L’épicerie se nomme Feeditforward et doit son existence à un chef cuisinier irrité par le gaspillage alimentaire.
L’épicerie se nomme Feeditforward et doit son existence à un chef cuisinier irrité par le gaspillage alimentaire. - © Tous droits réservés

Cela ne se passe pas en Belgique, mais à Toronto au Canada.  L’initiative vise à permettre aux plus démunis de se nourrir avec des aliments arrivés à leur date de péremption.

L’épicerie se nomme Feeditforward et doit son existence à un chef cuisinier irrité par le gaspillage alimentaire.

Selon lui, le simple fait de jeter à la poubelle des aliments qui ont séjourné deux jours au frigo entraîne un gaspillage de 31 milliards de dollars chaque année au Canada.
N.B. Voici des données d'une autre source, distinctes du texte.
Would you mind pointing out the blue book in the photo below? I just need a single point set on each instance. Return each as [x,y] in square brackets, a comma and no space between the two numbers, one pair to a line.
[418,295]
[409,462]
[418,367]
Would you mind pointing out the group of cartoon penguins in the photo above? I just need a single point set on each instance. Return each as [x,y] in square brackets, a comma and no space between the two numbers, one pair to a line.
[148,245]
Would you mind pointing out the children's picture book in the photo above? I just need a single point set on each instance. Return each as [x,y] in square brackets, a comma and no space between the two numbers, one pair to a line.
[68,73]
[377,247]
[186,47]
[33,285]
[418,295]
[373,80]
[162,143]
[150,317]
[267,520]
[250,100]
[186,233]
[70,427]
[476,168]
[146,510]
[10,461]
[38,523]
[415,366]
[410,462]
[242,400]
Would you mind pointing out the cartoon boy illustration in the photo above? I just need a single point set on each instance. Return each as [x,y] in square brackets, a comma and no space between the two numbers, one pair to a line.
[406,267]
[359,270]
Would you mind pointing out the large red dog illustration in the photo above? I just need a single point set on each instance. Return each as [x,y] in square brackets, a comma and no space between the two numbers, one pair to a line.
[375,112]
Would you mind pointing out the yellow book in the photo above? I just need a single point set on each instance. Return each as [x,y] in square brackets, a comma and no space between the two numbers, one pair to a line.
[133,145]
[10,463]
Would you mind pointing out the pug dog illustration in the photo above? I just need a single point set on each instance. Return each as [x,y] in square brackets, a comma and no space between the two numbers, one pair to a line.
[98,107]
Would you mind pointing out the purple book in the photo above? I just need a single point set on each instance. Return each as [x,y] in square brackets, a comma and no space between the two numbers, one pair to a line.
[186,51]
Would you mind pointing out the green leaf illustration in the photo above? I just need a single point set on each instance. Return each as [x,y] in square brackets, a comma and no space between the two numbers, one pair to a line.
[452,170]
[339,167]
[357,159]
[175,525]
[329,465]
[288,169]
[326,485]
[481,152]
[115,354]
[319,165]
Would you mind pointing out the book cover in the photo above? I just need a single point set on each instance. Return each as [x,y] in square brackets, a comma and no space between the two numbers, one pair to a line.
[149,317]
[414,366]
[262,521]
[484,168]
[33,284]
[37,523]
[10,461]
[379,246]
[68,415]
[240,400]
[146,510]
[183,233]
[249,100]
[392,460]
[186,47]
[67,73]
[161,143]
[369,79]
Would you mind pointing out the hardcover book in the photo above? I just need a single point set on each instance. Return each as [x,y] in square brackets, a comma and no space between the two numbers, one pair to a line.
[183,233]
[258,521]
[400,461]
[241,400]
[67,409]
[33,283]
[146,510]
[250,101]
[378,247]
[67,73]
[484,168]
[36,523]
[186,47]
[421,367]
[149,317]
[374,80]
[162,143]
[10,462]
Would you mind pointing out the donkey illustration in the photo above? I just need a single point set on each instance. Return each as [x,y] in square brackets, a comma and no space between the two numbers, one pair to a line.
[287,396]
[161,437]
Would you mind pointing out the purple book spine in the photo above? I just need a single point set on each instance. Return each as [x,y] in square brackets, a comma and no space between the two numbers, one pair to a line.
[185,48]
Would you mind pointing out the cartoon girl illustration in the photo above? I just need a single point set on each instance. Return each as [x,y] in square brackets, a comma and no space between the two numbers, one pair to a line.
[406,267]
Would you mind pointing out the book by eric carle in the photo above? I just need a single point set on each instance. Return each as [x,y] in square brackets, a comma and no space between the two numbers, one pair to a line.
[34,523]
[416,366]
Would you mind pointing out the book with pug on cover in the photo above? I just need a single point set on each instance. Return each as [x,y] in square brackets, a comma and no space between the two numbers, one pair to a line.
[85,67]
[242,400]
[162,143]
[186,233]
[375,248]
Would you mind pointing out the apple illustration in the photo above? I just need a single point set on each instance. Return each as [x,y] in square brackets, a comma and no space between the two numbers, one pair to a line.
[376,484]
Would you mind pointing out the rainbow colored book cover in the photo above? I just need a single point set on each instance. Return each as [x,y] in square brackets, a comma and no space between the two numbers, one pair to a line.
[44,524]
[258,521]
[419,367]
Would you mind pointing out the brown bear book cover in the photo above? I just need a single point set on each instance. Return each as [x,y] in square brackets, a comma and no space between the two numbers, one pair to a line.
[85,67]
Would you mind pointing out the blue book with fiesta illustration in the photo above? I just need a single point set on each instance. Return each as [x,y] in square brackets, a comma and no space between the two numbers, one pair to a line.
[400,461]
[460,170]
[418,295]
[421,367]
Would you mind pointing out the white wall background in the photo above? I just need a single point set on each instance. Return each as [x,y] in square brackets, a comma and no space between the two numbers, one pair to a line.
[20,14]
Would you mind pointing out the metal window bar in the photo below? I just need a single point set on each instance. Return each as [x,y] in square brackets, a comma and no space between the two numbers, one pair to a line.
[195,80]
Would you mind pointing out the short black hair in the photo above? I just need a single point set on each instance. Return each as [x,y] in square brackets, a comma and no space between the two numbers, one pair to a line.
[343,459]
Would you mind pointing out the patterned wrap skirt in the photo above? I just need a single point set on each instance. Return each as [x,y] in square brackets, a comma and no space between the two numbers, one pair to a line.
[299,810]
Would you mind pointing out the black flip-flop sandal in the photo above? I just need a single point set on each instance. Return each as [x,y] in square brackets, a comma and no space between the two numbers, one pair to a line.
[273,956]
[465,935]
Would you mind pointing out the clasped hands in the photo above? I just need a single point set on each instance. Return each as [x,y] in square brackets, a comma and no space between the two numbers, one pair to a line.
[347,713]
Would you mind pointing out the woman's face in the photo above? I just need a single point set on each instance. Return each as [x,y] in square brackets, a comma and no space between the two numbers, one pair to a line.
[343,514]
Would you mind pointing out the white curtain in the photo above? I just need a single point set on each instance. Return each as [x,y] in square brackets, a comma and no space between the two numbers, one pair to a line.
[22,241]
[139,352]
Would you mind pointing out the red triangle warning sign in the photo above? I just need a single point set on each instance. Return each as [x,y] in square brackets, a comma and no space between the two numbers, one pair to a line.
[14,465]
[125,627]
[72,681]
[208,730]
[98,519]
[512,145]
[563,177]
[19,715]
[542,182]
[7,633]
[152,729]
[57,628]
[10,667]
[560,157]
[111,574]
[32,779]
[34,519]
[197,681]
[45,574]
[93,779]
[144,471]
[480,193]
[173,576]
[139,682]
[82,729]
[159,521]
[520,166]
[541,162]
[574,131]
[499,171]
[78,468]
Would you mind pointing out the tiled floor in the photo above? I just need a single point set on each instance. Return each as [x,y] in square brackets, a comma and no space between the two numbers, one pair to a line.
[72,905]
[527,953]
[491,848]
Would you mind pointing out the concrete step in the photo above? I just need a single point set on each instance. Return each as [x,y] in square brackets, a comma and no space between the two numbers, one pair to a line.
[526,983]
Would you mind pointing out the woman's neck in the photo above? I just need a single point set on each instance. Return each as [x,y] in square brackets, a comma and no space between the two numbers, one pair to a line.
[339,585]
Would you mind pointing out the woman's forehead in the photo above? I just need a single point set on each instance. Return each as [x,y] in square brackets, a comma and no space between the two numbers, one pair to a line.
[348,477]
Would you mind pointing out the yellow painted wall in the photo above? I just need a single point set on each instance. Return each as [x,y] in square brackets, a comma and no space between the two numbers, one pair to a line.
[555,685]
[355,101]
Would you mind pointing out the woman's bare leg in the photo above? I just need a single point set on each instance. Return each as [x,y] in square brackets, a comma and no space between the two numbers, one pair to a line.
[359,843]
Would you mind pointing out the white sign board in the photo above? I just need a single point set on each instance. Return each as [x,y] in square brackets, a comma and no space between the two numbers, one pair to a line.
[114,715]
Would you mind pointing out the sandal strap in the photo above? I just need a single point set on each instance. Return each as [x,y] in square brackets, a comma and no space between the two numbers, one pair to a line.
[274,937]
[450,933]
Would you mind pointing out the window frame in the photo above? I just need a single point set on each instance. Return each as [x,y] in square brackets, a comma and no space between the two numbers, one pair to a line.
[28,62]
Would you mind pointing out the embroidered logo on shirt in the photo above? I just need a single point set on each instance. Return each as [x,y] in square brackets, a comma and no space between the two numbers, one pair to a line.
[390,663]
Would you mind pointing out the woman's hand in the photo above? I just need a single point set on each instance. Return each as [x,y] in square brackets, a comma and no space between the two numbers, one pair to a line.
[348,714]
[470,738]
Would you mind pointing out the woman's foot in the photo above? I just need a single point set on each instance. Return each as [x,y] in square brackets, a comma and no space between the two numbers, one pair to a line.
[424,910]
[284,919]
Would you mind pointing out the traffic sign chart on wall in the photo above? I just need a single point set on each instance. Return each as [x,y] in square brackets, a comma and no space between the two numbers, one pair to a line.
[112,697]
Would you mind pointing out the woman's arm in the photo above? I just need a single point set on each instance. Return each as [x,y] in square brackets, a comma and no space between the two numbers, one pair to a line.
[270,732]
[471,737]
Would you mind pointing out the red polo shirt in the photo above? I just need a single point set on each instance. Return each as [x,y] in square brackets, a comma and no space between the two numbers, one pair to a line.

L’épicerie sociale récupère donc tous les aliments jugés "moches" ou proches de la date de péremption.

Une fois dans les rayons, aucun prix n’est affiché. C’est au client à fixer le prix de ses achats. Et même de ne rien payer s’il s’estime dans l’impossibilité de le faire.

Seule règle : n’emporter que ce qui peut être consommé par une famille durant une journée.  

Si le concept fonctionne, le chef torontois envisage d’ouvrir d’autres épiceries sur le même principe de la semi-gratuité. Une appli pourrait voir le jour pour faciliter les collectes des denrées alimentaires périssables.